It happens every time.
Toward the end of long bull markets, when stocks finally begin to feel safe and everyone's making money, folks that are nervous about investing in the stock market finally begin to relax. They put their money in the market and, lo and behold, for a little while, they do well. They tell themselves they're in it for the long haul. They promise themselves that they won't be scared off by the inevitable "dip."
Then the "dip" finally comes. And they lose 10%-15% of their money. They don't feel great about that, and stocks don't seem like such a good idea anymore, but they hang in there. Stocks for the long run!
But then the dip becomes a "bear market" -- down 20%. And then it becomes a bad bear market -- down 30%. And then it becomes a once-in-a-generation bear market -- down 40%. And suddenly everyone is saying that stocks are going to fall another 50% from there because the world's headed to hell in a handbasket.
And, eventually, the folks who put their money in the market near the top can't take it anymore. So they yank their money out. Better to save what little they have left, they think, than to see all of their hard-earned savings get flushed down the drain.
For a few weeks or months, they feel vindicated: The stock market drops some more. But then it turns around and rallies, and a year later, disgusted, they note that if they had only hung in there, they'd be back to even. And they vow never to invest in stocks again.
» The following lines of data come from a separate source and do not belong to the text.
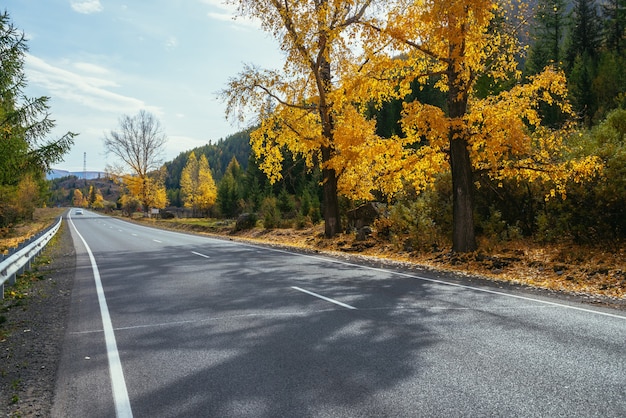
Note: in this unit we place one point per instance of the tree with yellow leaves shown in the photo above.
(455, 43)
(78, 199)
(138, 143)
(197, 187)
(304, 108)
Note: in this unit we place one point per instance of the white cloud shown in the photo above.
(87, 6)
(90, 68)
(171, 42)
(87, 91)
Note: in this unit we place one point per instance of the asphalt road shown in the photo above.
(188, 326)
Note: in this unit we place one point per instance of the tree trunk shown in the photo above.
(463, 234)
(332, 219)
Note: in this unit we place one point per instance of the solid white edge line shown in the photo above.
(200, 254)
(442, 282)
(323, 297)
(118, 383)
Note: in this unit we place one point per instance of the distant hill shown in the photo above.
(56, 173)
(218, 155)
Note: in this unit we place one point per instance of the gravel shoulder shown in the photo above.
(33, 331)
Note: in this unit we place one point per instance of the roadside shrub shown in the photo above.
(246, 221)
(271, 214)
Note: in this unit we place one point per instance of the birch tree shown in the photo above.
(139, 143)
(303, 107)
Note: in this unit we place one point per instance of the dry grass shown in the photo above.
(12, 237)
(562, 267)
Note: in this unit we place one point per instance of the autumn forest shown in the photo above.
(464, 118)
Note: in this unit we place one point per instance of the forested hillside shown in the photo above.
(565, 182)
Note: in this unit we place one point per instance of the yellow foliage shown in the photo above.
(196, 183)
(452, 42)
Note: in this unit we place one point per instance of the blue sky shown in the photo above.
(100, 59)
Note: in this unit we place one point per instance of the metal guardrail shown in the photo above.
(19, 260)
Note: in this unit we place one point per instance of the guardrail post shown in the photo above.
(20, 260)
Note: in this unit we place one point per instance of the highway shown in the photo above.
(166, 324)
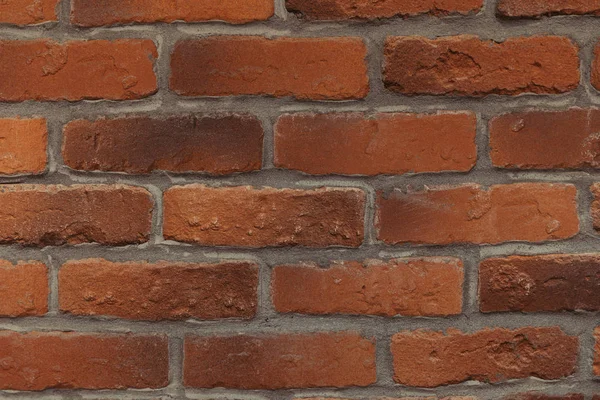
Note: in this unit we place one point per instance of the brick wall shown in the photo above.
(299, 199)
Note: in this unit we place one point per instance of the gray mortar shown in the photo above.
(582, 30)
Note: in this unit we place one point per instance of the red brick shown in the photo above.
(546, 140)
(347, 9)
(54, 215)
(430, 359)
(163, 290)
(23, 289)
(539, 8)
(279, 361)
(410, 287)
(23, 146)
(249, 217)
(111, 12)
(212, 144)
(556, 282)
(77, 70)
(533, 212)
(354, 143)
(28, 12)
(469, 66)
(65, 360)
(305, 68)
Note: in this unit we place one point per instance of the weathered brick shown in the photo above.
(112, 12)
(410, 287)
(556, 282)
(68, 360)
(305, 68)
(23, 146)
(279, 361)
(212, 144)
(244, 216)
(430, 359)
(469, 66)
(76, 70)
(533, 212)
(163, 290)
(23, 289)
(353, 143)
(54, 215)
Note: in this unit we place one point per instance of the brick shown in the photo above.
(430, 359)
(54, 215)
(349, 9)
(305, 68)
(158, 291)
(556, 282)
(28, 12)
(409, 287)
(356, 144)
(68, 360)
(469, 66)
(249, 217)
(23, 289)
(23, 146)
(279, 361)
(77, 70)
(539, 8)
(533, 212)
(111, 12)
(546, 140)
(215, 145)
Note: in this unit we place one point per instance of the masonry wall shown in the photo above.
(340, 199)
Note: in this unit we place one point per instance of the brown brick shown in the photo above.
(244, 216)
(279, 361)
(546, 140)
(533, 212)
(430, 359)
(410, 287)
(23, 145)
(54, 215)
(355, 144)
(77, 70)
(163, 290)
(111, 12)
(556, 282)
(347, 9)
(305, 68)
(23, 289)
(212, 144)
(65, 360)
(27, 12)
(469, 66)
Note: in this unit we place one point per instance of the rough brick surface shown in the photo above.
(76, 70)
(279, 361)
(430, 359)
(249, 217)
(158, 291)
(213, 144)
(411, 287)
(305, 68)
(365, 9)
(23, 289)
(111, 12)
(61, 360)
(557, 282)
(533, 212)
(354, 143)
(23, 145)
(469, 66)
(54, 215)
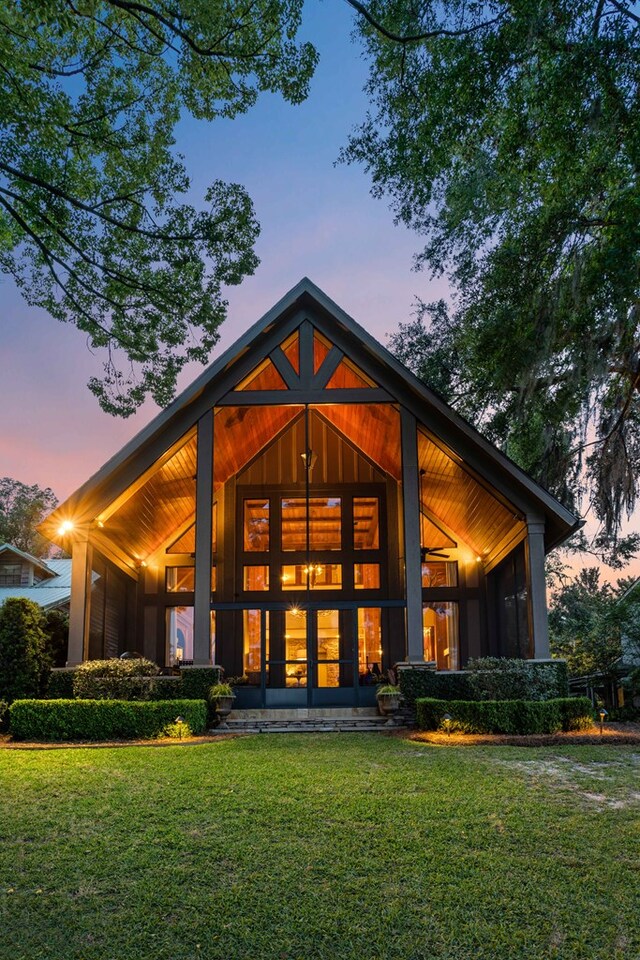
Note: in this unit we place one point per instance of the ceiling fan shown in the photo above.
(426, 553)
This, unfortunately, happens to lots of casual investors. It happens, in part, because investors get bad investment advice. It also happens because investors haven't learned the history of the stock market and prepared themselves for its gut-wrenching volatility.
But the good news is, it doesn't have to happen. As long as investors understand how the market behaves and have a concrete plan for dealing with this volatility, they can actually benefit from market crashes rather than get destroyed by them.
In this video, I talk with advisor Mark Hebner of Index Funds Advisors about how IFA has handled the past decade. Like other disciplined asset managers, IFA constructs portfolios designed to match the risk-tolerance of each individual investor and then uses portfolio rebalancing to keep this risk constant, regardless of what the market is doing.
IFA's funds have done very well over the past decade, despite the S&P 500 having been down over the period. Because IFA prepared its clients for the market volatility, they did not freak out and sell everything at the bottom.